Once Ginsburg was nominated for the Supreme Court her
followers began to position her as an unsung civil-rights hero. As an ACLU
lawyer in the 1970s, she pursued a prudent, modest, stepping-stone strategy to
attack sex discrimination via the equal-protection clause. While she was quite
successful, it would be a stretch to call any of her High Court cases
landmarks; Frontiero v. Richardson, a
typical one, concerned an Air Force member denied a housing allowance because
she was a woman. Ginsburg’s work as a litigator was important, but it didn’t
send up fireworks, because fireworks were never her style.
When the most moving moment in the film arrives,
tellingly, it isn’t because Ginsburg has something notable to say. Losing
Marty, her husband of so many years, in 2010 must have been the most wrenching
of ordeals, but she doesn’t much reflect on it. Instead she tells us what Marty had to say about it, reading an
astonishingly beautiful farewell letter he composed on his deathbed. Nor does
she have anything quotable to say about Scalia. Sometimes he would whisper
things in her ear (this, one supposes, when the Court was in session) that were
so funny she had to pinch herself not to laugh, she says. Her favorite Scalia
joke? “I know what it is but I can’t tell you.” Oh, do save it for later, then.
The great man, seen in a clip during a joint interview with her before an
audience, exudes more charisma in 30 seconds than she does in the entire film.

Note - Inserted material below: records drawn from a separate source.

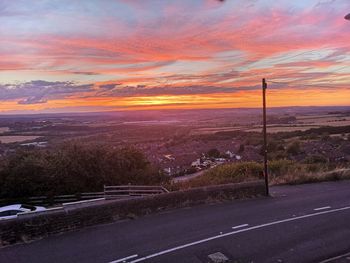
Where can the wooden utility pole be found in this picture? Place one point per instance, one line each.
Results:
(264, 87)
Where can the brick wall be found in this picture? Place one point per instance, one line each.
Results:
(38, 225)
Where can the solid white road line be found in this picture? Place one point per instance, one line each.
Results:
(124, 259)
(335, 258)
(239, 226)
(236, 232)
(322, 208)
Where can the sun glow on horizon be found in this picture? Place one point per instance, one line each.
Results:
(130, 55)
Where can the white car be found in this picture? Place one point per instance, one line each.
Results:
(11, 211)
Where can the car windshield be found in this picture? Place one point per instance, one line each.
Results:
(9, 213)
(30, 207)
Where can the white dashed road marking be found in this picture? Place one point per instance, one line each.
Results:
(124, 259)
(167, 251)
(240, 226)
(322, 208)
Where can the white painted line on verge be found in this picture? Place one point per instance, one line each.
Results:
(236, 232)
(124, 259)
(322, 208)
(240, 226)
(335, 258)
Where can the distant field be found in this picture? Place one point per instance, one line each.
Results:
(214, 130)
(4, 129)
(17, 138)
(283, 129)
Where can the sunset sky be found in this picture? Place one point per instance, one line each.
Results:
(97, 55)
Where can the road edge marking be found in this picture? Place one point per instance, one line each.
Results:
(334, 258)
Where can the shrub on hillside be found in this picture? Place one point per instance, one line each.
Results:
(74, 168)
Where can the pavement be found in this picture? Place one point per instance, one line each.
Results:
(304, 223)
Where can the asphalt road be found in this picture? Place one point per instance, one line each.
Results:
(306, 223)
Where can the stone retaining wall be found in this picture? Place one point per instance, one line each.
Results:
(37, 225)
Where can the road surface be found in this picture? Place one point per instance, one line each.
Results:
(306, 223)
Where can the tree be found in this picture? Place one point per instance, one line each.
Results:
(73, 168)
(241, 148)
(213, 153)
(294, 148)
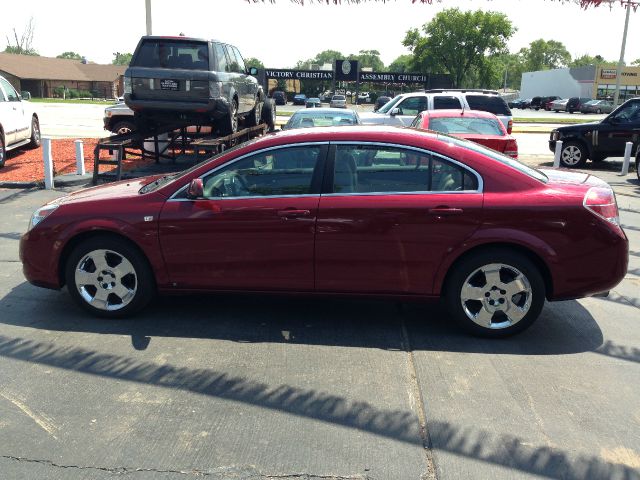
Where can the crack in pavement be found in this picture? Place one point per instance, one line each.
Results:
(247, 473)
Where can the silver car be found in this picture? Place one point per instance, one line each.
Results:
(338, 101)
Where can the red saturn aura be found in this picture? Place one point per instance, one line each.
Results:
(368, 210)
(480, 127)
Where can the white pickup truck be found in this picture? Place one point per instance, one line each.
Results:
(19, 123)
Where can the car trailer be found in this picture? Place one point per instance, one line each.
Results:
(180, 138)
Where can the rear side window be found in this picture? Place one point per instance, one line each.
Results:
(174, 54)
(446, 103)
(488, 103)
(383, 169)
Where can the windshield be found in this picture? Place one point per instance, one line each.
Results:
(511, 162)
(389, 105)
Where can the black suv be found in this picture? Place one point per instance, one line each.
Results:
(599, 140)
(199, 82)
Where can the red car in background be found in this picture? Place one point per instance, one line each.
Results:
(480, 127)
(337, 210)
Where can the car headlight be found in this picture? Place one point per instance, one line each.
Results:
(42, 213)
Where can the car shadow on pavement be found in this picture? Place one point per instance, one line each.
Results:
(212, 318)
(563, 327)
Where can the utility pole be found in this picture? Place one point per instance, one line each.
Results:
(147, 4)
(616, 96)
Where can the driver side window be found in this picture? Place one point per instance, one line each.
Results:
(286, 171)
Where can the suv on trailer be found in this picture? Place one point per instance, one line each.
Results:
(191, 80)
(599, 140)
(18, 122)
(402, 109)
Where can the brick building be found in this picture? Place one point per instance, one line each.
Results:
(42, 75)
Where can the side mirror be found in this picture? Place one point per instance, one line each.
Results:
(196, 189)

“She is a very nice person. She likes opera. What’s not to like?” he says about
her, and the whole room smiles.
That bond is the film’s most telling implicit rebuke to
today’s progressives, who can’t imagine being friends with someone like Scalia:
This supposed avatar of feisty leftism knows when to put politics aside and how
not to confuse being a liberal with being a good person.